The sequence information of target protein, fragment library information are read in, protein conformation is arranged in energy function " score3 " Population population={ x₁,x₂,...,x_i,...,x_NP, wherein NP=100 is Population Size, x_iIndicate i-th of population Individual, iterations Gen, maximum iteration G_max=100, crossover probability p₁=0.1, mutation probability p₂=0.5, sequence is long Degree is L=73；

2) secondary structure similarity is calculated, process is as follows：

3) initialization of population, process are as follows：

4) population is intersected, and process is as follows：

5) Population Variation, process are as follows：

The α unfolded proteins 1AIL for being 73 using sequence length has obtained the protein as embodiment with above method Nearly native state conformation, lowest mean square root deviation areAverage root-mean-square deviation isPre- geodesic structure is as shown in Figure 3.

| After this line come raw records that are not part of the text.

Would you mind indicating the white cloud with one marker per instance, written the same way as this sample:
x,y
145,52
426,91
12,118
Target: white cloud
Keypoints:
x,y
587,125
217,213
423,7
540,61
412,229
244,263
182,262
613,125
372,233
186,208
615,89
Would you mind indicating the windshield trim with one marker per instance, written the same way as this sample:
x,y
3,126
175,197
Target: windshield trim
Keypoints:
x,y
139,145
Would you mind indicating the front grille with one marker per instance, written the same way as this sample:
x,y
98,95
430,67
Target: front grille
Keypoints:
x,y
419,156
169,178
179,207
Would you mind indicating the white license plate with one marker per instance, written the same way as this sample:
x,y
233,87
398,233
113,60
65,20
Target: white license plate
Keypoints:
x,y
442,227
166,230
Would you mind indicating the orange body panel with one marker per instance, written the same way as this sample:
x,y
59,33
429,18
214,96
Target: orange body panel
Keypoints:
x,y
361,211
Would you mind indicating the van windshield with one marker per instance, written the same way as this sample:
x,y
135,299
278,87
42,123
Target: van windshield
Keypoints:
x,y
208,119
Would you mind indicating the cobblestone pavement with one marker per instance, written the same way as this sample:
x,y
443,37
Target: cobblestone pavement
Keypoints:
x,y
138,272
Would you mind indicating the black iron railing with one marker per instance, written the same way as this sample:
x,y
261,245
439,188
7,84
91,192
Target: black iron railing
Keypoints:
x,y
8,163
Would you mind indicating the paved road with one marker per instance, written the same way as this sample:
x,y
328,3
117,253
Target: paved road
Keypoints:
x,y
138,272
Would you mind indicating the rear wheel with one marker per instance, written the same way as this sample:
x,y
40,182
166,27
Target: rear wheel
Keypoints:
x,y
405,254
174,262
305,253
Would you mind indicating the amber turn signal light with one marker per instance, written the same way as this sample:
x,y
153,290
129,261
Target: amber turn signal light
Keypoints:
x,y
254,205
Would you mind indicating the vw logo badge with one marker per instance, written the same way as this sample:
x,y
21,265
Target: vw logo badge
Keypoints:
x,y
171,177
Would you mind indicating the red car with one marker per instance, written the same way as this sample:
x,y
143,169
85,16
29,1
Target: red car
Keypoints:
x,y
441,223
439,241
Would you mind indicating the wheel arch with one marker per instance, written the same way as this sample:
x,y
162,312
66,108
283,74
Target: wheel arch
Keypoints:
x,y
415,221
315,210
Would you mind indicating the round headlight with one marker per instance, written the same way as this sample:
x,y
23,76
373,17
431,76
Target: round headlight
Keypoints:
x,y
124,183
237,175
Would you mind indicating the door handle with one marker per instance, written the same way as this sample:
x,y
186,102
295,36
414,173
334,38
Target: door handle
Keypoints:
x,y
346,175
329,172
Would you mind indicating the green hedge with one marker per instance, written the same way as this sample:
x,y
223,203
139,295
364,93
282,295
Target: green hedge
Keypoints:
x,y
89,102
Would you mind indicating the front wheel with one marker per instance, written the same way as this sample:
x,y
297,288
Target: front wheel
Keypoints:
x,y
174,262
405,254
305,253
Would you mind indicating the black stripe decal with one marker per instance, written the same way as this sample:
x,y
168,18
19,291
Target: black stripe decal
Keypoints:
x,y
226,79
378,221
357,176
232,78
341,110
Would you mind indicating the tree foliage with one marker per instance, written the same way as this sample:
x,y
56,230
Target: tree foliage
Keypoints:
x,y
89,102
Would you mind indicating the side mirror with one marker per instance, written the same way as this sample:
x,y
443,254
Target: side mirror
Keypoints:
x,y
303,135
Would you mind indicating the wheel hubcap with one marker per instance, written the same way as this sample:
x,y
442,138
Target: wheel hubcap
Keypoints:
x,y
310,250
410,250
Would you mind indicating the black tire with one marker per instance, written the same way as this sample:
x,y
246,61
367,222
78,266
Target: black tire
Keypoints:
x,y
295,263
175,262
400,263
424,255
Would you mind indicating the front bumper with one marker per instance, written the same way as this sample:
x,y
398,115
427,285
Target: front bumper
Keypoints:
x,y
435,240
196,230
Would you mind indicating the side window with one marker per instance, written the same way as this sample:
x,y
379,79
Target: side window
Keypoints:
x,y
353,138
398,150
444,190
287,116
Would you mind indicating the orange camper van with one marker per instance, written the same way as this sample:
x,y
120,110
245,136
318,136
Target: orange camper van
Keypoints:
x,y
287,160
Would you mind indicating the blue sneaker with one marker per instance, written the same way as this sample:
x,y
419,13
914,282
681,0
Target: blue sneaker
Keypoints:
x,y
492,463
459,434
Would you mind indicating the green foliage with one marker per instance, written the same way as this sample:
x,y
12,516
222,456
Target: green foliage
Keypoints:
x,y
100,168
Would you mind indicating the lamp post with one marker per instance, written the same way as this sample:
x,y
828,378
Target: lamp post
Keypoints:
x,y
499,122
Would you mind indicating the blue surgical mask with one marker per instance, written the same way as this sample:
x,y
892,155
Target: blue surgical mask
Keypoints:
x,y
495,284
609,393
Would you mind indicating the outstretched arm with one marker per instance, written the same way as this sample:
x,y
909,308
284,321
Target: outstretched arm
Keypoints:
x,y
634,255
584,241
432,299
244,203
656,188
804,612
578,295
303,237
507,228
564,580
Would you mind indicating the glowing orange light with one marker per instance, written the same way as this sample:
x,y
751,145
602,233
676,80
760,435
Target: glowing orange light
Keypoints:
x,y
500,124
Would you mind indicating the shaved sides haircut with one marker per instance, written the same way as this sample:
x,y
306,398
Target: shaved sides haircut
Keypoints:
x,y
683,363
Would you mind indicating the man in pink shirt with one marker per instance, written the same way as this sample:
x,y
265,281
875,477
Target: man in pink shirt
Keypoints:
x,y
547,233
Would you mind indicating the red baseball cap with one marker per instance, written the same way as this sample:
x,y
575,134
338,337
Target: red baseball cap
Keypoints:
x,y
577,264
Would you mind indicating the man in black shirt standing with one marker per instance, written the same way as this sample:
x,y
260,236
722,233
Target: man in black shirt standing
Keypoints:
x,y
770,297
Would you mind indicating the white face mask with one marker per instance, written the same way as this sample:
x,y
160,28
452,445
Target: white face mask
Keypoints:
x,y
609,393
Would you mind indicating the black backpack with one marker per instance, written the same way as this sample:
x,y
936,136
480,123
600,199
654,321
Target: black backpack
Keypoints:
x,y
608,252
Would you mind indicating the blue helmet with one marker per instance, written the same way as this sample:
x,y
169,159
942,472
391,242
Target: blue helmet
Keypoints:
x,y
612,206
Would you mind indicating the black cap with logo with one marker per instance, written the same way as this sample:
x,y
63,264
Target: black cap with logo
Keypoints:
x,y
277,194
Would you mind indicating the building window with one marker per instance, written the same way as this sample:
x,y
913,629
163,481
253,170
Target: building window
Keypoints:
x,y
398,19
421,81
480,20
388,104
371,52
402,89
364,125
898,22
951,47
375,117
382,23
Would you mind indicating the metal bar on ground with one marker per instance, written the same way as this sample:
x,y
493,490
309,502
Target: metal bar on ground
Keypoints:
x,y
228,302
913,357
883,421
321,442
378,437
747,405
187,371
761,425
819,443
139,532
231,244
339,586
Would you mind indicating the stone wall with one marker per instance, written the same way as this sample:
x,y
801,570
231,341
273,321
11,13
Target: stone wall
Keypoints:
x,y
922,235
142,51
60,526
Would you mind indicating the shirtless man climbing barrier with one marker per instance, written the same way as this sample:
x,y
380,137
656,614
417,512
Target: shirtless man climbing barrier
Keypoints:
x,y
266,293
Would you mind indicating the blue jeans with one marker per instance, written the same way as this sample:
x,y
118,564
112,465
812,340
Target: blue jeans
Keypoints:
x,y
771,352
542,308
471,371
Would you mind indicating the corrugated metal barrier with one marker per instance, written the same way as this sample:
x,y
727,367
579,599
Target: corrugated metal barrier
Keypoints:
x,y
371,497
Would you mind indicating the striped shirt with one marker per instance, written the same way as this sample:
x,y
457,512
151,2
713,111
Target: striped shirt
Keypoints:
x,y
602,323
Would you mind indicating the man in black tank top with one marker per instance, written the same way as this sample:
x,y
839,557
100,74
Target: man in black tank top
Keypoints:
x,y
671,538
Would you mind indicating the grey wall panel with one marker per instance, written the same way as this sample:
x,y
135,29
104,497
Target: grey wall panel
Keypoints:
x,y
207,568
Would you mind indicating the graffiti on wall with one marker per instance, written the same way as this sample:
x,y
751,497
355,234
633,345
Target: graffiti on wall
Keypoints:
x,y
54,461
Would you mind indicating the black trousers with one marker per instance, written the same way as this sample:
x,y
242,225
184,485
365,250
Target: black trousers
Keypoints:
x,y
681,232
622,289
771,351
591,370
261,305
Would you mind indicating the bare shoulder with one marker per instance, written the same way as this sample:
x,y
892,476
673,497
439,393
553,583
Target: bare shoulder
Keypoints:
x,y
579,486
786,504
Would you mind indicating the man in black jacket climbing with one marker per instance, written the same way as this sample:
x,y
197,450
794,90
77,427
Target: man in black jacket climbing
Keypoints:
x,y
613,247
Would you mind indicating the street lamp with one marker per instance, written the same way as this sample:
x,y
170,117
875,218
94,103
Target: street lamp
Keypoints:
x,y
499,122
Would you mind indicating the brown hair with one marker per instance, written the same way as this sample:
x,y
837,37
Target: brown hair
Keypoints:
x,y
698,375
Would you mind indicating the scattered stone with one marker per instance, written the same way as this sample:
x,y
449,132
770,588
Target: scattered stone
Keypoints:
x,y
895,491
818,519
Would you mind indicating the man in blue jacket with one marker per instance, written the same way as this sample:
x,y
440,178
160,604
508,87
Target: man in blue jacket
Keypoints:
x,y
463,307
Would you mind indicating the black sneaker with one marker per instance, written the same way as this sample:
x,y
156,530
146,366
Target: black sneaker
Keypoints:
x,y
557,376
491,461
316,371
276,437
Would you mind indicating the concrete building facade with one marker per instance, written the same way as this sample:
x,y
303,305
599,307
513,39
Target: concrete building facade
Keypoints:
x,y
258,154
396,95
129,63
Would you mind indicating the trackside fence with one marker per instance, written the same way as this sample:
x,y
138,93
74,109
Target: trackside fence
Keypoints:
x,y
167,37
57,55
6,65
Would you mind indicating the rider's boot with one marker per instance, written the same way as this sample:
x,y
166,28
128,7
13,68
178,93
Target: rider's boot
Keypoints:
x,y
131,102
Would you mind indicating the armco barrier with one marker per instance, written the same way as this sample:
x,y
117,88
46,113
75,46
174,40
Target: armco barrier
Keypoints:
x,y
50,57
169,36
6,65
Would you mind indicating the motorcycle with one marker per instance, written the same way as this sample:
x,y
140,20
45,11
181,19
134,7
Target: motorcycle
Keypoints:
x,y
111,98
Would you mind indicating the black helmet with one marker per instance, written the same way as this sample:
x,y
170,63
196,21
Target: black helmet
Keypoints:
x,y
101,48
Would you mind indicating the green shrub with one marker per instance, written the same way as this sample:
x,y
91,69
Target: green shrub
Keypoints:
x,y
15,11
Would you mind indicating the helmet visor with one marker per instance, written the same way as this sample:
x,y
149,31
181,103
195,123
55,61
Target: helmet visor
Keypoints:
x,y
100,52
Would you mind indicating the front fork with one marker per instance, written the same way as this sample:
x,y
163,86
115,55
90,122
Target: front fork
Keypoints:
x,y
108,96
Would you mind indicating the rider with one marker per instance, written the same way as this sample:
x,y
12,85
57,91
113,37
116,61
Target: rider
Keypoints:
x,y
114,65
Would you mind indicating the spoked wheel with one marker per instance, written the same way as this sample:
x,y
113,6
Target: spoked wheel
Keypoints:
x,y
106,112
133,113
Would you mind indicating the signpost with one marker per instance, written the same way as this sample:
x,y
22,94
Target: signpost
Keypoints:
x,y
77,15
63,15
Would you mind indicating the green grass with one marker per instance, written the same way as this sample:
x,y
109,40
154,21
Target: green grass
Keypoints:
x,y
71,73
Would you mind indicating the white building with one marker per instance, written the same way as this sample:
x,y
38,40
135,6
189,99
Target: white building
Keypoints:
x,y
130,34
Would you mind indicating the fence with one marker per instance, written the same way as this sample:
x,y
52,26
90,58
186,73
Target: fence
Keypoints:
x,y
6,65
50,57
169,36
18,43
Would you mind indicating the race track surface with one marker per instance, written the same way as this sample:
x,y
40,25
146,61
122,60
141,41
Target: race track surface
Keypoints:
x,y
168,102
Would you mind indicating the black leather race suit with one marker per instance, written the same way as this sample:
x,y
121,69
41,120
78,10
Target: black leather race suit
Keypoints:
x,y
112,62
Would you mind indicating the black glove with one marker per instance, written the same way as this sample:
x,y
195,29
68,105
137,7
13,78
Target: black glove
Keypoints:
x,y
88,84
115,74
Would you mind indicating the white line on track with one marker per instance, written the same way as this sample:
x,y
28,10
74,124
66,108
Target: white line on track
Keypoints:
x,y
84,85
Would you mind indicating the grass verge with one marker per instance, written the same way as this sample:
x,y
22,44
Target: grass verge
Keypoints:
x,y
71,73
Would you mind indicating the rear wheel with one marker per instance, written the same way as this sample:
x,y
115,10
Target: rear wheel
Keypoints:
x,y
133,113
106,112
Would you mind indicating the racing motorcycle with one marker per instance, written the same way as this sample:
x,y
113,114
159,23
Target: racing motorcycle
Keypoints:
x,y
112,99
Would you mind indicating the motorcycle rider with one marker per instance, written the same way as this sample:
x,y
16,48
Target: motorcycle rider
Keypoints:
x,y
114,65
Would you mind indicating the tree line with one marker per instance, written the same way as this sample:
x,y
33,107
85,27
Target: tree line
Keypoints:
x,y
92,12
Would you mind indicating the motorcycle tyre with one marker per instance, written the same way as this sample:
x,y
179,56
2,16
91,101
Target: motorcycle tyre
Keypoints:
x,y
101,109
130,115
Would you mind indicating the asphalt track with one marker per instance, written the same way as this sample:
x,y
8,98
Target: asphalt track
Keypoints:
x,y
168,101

Described above is the effect of optimization that is obtained by example using 1AIL protein of the present invention, and the reality of the non-limiting present invention Range is applied, various modifications and improvement are done to it under the premise of without departing from range involved by substance of the present invention, should not be excluded Except protection scope of the present invention.

Claims

1. a kind of Advances in protein structure prediction based on secondary structure similarity, which is characterized in that the protein structure is pre- Survey method includes the following steps：

1) parameter setting, process are as follows：

2) secondary structure similarity is calculated, process is as follows：

For the protein x that a sequence length is L_i, obtaining the secondary structure that it is predicted by PSIPRED line servers isK ∈ [1, L], the secondary structure that conformation is obtained by Dssp algorithms areK ∈ [1, L], according to formula

3) initialization of population, process are as follows：

Segment assembling is carried out to the individual of population, until the resi-dues of all positions are all replaced once, then completes to initialize Operation；

4) population is intersected, and process is as follows：

4.1) NP individual is matched two-by-two, forms NP/2 pairs, and to its number a₁,a₂,...,a_j,...,a_NP/2,j∈[1,NP/ 2]；

4.2) one group of a therein is randomly choosed_j, according to Probability p₁It judges whether to intersect, if intersecting, randomly selects individual Some position, be segments that crosslength ∈ [3,10] exchange the two individuals to intersect length at random, obtain two it is new Individual；

5) Population Variation, process are as follows：

5.1) to individual x_i, i ∈ [1, NP] use mutation probability p₂Segment assembling is carried out, if random (0,1) ＞ p₂, then 3 are carried out The segment of segment assembles, if random (0,1) ＜ p₂, then the segment assembling of 9 segments is carried out, individual x is obtained after segment assembling_i′；

5.2) use energy function to assembling front and back individual x_iAnd x_i' calculate separately energy and obtain E_iAnd E_i', if E_i' ＜ E_i, then Retain individual x_i′；If E_i' ＞ E_i, then according to Boltzmann Probability p=exp {-(E_i′-E_i)/KT }, to determine whether receiving assembling Individual afterwards, if random (0,1) ＜ p, then retain individual x_i′；Otherwise, retain individual x_i；

First, the population after initial population and variation is merged into the new population that a Population Size is 2*NP, then, calculated new The secondary structure similarity of population at individual sorts to the population after merging according to the height of secondary structure similarity, NP before choosing A secondary structure similarity it is high individual alternatively after population at individual, finally, be arranged Gen=Gen+1；

7) judge whether that reaching maximum obtains iterations G_max, stop iteration if meeting condition and export last generation population Body information, otherwise return to step 4).